I'm testing over a Handshake captured file I have (handshake.cap) launching aircrack attacks against it with a lot of dictionaries and bruteforce to decrypt its password, but I don't have a strong processing capacity and bruteforce is not an option.

Is there any alternative to decrypt the password? It seems the password is not in any dictionary.

2 Answers 2


Yes, you have other alternatives. Aircrack only support dictionary and bruteforce attacks but you can convert the file into other format to be used with another tool. I can recommend to you to use hashcat.

To convert a captured file to hashcat format you must do: aircrack-ng /path/to/handshake.cap -J /path/to/converted_file -b 00:11:22:33:44:55. Of course you must put your paths and the BSSID of the network you want to recover the password. The -J parameter is to convert the file from one format to hashcat format.

Then, once the file is in hascat format, there is a new world of possibilities. Here is a link to the Hashcat's page. Now you can use GPU which is more powerful than CPU to bruteforce.
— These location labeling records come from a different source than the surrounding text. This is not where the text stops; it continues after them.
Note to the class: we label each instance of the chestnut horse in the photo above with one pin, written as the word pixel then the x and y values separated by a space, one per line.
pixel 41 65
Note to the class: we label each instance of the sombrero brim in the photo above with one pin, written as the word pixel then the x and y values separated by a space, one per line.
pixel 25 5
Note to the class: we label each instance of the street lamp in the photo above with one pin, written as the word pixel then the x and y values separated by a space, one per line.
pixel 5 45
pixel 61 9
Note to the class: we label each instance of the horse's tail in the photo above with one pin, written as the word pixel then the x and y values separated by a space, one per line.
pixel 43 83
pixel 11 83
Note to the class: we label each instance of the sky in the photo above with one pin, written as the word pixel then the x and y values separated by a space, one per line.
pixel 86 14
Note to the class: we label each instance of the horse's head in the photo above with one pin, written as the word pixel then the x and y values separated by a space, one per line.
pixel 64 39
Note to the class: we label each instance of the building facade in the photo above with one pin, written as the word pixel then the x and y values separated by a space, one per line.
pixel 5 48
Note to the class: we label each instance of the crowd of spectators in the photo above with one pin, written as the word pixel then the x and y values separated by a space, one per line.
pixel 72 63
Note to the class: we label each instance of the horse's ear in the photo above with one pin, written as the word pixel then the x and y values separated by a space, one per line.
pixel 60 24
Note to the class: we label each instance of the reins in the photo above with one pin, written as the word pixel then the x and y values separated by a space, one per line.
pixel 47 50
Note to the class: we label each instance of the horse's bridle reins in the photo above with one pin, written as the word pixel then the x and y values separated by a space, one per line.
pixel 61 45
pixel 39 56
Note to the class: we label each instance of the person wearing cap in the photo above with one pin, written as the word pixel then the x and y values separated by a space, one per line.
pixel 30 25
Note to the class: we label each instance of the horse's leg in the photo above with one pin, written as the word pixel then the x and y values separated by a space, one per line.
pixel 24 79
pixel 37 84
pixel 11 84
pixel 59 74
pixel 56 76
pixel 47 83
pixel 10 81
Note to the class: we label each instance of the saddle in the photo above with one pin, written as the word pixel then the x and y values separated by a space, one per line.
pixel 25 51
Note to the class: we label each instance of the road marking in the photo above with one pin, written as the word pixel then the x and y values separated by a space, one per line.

But even if is not an option for you, you can use for example rule based attacks with hashcat. Rule based attacks combine words in dictionary with some rules. This rules depend of the rule file you use.

Some of them exchange letters, other add prefixes, suffixes. Others tranform the words in l337, or whatever. The rule files creators are so imaginative! Some of them combine a lot of them and can be complicated.

The point is to try to get the password "playing" with these rules and the dictionary files and believe me... it works so many times!

So many pentesting Linux distros already have rule files to be used on rule based attacks like this I'm propossing you. For example, in Kali Linux you have a lot of them in the /usr/share/hashcat/rules folder.

Hashcat has changed recently its way to work. Before version 3, there were different executable files to use CPU and GPU. Now, with hashcat v3, there is only one executable for all and only change the parameters to select what you want to do (CPU, GPU).

Let's assume you want to use CPU because you said you haven't strong processor capacity.

Command for hashcat < 3: hashcat -m 2500 -a 0 "/path/to/your/converted_file" "/path/to/your/dictionary_file" -r "/path/to/your/rules_fie" -o "/path/to/your/pot_file"

Command for hashcat >= 3: hashcat -m 2500 -a 0 "/path/to/your/converted_file" "/path/to/your/dictionary_file" -r "/path/to/your/rules_fie" -o "/path/to/your/pot_file" -D 1 --force

Maybe you can "pivot" from hashcat format to other format to use another tool, but I think with hashcat you have all you need. Good luck!


In my experience, Aircrack has had some issues cracking WPA2 files, even when I was certain the passphrase what in the wordlist. This is because Aircrack has issues when it comes to extracting the right data from the capture file.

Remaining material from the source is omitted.